At some point during the 20th century death disappeared. The dying were discreetly removed from our communities and homes, taken to hospitals with short memories and wipe-clean walls. Mourning blacks faded before vanishing altogether; the elaborate funeral monuments of the 19th century shrugged off curlicues and cherubs and arranged themselves into unobtrusive, apologetic sobriety. Coffins — gauchely literal — gave way to the more tasteful euphemism of the ash-filled urn. Only concert halls bucked the trend.

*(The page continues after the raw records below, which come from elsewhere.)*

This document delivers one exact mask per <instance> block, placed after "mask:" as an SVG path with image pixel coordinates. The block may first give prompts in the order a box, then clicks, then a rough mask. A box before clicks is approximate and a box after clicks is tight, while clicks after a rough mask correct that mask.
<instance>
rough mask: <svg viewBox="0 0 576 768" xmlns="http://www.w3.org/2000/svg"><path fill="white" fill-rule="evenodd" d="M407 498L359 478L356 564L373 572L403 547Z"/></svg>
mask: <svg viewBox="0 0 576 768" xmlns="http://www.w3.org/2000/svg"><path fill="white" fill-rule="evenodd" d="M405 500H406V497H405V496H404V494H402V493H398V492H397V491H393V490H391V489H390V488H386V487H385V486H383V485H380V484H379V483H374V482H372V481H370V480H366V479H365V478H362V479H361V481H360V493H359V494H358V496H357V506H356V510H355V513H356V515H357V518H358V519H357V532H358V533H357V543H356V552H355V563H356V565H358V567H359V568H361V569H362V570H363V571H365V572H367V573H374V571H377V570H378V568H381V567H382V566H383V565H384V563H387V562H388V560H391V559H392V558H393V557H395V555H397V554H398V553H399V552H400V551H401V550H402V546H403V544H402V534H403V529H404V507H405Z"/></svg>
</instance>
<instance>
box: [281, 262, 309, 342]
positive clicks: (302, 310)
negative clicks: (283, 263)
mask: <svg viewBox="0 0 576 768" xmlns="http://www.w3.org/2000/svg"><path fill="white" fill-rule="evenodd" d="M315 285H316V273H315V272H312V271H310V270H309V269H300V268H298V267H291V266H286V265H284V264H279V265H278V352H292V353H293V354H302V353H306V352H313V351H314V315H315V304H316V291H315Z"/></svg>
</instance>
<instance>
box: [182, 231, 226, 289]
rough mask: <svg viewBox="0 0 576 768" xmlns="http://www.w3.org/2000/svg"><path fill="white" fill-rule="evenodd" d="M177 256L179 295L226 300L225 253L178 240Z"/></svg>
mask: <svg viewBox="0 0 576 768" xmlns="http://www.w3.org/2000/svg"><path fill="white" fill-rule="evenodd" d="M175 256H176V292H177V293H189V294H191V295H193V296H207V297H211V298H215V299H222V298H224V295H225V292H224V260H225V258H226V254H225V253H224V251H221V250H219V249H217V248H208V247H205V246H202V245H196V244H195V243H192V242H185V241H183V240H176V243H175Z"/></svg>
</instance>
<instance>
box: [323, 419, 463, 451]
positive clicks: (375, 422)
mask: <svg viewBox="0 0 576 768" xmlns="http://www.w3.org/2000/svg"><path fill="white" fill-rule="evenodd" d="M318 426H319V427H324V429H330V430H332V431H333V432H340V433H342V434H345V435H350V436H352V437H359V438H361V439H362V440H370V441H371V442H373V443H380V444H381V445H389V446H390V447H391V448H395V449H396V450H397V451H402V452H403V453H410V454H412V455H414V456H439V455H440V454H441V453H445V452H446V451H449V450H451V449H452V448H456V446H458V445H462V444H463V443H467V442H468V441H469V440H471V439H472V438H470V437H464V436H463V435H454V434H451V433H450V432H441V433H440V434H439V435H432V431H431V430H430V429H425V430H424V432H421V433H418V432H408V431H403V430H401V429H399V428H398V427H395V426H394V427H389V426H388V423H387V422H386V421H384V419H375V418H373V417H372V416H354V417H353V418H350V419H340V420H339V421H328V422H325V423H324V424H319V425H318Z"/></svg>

Suppressed from everyday life and language, death found a different outlet. How many choral societies or symphony choruses today go a year without performing a requiem mass? How often do Classic FM or Radio 3 go a day without playing music from one? It’s a rare Proms season that passes without a requiem or two, and every autumn around Remembrance Day concert halls and cathedrals across the country sell out performances of the Verdi, the Rutter or the Mozart. Even opera houses have begun to get in on the action.
In an increasingly secular society the persistence of requiems — musical settings of the Catholic mass for the dead — feels like a contradiction, an aberration. Artistic appeal easily accounts for the popularity of the historical settings, but not for the form’s vigorous ongoing life in the hands of today’s composers. Is it just cultural tourism or role-play, nostalgia for the rituals and consolations of a more spiritual age? Or is it a trace of something, a need that persists, but which we have silenced?
How we die reveals a lot about how we live. Death, and how we choose to commemorate it, exposes not just our fears and our faith (or the lack of it) but also our priorities, aspirations, what we value and what we disregard. In the 15th century they had a handbook for it, the Ars Moriendi — ‘The Art of Dying’.